AAAI Conference 2017 Conference Paper

Joint Identification of Network Communities and Semantics via Integrative Modeling of Network Topologies and Node Contents

  • Dongxiao He
  • Zhiyong Feng
  • Di Jin
  • Xiaobao Wang
  • Weixiong Zhang

The objective of discovering network communities, an essential step in complex systems analysis, is two-fold: identification of functional modules and their semantics at the same time.

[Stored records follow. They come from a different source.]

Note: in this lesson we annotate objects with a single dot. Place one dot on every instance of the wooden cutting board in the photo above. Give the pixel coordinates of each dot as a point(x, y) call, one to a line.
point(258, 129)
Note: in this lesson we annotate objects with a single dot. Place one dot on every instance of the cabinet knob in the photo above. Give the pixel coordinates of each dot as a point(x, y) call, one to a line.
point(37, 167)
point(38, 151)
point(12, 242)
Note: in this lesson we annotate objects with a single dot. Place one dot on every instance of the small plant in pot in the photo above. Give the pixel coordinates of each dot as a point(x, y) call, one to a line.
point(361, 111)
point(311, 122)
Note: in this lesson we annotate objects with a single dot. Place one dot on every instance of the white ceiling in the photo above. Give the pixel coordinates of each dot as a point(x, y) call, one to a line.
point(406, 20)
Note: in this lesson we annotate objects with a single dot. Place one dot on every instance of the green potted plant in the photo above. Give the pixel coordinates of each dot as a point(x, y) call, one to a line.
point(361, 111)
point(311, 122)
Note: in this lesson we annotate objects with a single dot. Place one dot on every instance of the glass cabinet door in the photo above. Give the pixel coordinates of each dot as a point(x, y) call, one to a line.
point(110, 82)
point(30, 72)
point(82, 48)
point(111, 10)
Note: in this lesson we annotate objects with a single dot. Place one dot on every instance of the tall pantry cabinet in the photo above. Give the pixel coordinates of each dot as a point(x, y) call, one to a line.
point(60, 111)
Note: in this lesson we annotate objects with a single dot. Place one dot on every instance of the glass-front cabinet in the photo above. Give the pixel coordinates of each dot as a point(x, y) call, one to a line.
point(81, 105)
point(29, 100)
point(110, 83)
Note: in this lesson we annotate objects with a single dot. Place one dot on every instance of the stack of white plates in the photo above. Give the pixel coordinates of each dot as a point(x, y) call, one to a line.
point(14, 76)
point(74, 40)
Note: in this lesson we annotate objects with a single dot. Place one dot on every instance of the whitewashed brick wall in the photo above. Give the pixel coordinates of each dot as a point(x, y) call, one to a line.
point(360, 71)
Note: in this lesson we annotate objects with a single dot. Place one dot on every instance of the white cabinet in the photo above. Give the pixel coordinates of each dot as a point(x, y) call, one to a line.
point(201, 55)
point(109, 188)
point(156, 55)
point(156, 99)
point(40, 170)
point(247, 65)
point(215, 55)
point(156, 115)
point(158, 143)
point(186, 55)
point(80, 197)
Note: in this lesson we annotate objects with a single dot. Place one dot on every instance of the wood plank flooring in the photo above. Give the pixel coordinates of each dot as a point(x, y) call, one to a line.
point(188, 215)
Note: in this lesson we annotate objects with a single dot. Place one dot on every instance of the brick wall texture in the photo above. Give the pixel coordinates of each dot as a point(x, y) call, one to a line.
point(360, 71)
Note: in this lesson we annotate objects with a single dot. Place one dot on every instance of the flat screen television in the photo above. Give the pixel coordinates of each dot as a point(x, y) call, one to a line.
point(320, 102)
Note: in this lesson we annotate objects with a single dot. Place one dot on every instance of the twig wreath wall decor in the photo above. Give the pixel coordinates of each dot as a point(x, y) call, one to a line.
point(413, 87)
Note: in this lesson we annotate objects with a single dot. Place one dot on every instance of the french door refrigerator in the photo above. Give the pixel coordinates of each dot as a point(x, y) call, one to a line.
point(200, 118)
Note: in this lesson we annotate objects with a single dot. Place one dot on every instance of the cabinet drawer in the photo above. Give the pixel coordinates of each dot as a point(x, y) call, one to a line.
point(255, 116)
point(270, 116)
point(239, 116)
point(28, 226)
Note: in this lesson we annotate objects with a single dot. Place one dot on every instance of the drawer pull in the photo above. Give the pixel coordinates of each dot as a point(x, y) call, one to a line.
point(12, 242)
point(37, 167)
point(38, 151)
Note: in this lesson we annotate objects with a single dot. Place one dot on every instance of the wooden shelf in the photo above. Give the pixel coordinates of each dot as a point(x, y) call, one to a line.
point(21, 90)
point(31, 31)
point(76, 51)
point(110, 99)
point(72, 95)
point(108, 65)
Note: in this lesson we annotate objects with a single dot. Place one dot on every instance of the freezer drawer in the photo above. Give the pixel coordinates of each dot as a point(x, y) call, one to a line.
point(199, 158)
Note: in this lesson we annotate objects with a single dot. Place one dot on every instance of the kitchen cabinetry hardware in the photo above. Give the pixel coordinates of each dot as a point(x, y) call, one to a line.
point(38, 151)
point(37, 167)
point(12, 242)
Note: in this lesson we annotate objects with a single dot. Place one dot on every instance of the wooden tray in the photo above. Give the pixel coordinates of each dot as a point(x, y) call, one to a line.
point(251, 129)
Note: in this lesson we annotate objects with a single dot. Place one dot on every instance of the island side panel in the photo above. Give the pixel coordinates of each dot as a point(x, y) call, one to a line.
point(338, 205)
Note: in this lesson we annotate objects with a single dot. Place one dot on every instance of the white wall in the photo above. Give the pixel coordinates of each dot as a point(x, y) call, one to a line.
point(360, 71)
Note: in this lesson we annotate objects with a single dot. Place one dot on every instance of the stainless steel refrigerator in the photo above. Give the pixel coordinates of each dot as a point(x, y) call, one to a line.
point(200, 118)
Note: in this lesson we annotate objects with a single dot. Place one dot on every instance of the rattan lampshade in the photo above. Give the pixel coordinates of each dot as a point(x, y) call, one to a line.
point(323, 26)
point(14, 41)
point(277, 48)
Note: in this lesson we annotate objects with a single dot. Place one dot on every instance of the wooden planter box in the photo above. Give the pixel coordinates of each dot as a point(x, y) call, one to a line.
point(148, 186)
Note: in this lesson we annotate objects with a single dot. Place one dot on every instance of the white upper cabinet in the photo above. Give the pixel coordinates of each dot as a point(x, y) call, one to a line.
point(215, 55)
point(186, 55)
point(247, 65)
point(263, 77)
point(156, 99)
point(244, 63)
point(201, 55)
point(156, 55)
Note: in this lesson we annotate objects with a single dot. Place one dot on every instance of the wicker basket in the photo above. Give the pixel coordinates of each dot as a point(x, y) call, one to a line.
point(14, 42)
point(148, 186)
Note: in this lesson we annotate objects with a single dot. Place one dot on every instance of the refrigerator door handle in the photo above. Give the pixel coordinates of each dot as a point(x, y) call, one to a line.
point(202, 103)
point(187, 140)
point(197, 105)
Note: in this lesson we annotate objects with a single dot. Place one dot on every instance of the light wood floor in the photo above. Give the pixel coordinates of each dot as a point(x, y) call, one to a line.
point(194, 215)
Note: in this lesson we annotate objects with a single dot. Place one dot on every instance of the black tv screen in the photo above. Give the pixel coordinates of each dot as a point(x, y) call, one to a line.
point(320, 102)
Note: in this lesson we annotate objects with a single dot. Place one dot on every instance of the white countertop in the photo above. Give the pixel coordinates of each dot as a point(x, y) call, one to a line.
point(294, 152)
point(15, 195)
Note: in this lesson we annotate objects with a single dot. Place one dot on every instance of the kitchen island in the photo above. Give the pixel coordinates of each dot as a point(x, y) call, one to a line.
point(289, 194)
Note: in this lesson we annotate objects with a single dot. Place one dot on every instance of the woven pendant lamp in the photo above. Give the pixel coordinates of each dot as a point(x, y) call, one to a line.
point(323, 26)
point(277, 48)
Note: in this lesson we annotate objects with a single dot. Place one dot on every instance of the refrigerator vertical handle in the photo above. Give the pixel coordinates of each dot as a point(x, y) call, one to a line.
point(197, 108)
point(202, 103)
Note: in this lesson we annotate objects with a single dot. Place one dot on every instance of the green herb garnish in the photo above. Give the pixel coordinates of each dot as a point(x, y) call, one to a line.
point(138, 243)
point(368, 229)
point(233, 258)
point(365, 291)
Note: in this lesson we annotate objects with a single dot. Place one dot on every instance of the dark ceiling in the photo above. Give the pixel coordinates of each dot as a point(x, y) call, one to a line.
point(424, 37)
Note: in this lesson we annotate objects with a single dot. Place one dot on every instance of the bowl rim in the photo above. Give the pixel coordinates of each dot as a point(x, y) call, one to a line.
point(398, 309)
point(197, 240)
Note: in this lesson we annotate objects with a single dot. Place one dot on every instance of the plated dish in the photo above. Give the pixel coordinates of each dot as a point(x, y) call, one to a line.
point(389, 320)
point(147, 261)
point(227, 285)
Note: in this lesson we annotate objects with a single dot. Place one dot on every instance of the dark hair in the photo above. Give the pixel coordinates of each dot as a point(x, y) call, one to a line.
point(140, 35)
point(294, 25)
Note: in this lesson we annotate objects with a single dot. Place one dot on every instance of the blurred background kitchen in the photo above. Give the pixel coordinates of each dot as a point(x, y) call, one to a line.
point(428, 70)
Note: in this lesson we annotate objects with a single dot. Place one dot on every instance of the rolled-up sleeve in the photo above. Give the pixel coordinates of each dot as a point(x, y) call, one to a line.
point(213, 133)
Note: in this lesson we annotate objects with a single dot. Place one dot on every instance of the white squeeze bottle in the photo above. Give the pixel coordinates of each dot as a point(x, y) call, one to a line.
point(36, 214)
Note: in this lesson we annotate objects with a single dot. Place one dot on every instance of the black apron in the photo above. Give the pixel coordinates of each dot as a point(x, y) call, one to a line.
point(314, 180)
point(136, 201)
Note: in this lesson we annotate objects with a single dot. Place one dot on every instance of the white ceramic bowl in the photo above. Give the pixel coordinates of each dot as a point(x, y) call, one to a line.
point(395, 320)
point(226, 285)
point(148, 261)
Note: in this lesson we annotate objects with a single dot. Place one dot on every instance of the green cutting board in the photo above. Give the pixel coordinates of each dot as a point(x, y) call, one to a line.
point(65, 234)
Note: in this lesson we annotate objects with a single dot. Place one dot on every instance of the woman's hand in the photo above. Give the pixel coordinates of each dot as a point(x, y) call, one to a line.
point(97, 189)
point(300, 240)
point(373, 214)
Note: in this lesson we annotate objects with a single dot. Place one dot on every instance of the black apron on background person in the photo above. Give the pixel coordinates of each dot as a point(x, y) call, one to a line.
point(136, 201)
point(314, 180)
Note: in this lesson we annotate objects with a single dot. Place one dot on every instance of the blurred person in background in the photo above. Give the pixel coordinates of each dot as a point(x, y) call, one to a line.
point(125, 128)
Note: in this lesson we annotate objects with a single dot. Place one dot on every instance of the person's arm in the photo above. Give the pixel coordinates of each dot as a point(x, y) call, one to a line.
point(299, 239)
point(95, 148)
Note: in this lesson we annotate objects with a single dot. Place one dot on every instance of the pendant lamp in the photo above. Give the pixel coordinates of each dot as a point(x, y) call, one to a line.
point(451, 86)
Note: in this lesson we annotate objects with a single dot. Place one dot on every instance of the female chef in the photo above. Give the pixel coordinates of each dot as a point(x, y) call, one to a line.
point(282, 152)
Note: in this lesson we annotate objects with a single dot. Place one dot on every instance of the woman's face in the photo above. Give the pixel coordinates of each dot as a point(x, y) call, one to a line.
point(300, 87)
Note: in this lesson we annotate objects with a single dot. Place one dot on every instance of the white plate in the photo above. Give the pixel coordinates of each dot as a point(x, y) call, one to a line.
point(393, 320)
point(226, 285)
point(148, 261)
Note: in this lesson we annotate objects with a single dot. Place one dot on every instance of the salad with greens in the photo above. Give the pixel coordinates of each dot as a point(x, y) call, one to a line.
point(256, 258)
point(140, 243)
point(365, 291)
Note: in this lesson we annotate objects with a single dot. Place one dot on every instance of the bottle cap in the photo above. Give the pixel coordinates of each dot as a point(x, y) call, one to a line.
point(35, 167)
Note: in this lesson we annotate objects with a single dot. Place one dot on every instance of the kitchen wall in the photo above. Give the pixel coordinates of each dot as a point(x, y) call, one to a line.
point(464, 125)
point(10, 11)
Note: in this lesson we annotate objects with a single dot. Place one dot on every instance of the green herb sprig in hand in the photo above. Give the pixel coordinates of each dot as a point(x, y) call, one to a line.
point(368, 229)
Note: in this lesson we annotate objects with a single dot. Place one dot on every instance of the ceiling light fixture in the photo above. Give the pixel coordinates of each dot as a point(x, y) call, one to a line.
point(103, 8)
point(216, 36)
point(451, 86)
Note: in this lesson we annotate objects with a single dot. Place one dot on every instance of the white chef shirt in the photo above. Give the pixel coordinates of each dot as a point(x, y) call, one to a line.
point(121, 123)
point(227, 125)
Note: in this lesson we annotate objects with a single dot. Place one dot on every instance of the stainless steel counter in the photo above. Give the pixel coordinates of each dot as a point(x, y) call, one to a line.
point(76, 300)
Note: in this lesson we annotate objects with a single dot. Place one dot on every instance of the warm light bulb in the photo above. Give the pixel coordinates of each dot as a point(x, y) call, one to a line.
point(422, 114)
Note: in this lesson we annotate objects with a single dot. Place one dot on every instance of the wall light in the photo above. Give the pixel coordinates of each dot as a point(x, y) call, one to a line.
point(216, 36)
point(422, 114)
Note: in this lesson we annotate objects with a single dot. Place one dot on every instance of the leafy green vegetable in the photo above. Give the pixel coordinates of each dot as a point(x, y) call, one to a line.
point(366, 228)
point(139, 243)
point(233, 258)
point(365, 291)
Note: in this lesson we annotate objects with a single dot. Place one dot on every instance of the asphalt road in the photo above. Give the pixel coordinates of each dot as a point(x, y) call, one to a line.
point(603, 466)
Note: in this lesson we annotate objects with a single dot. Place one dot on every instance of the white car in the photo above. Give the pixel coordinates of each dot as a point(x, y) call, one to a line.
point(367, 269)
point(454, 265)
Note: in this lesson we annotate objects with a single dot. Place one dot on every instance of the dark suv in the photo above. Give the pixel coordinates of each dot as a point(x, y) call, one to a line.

However, most existing community-finding methods have focused on finding communities using network topologies, and the problem of extracting module semantics has not been well studied and node contents, which often contain semantic information of nodes and networks, have not been fully utilized. We considered the problem of identifying network communities and module semantics at the same time. We introduced a novel generative model with two closely correlated parts, one for communities and the other for semantics. We developed a co-learning strategy to jointly train the two parts of the model by combining a nested EM algorithm and belief propagation. By extracting the latent correlation between the two parts, our new method is not only robust for finding communities and semantics, but also able to provide more than one semantic explanation to a community. We evaluated the new method on artificial benchmarks and analyzed the semantic interpretability by a case study. We compared the new method with eight state-of-the-art methods on ten real-world networks, showing its superior performance over the existing methods.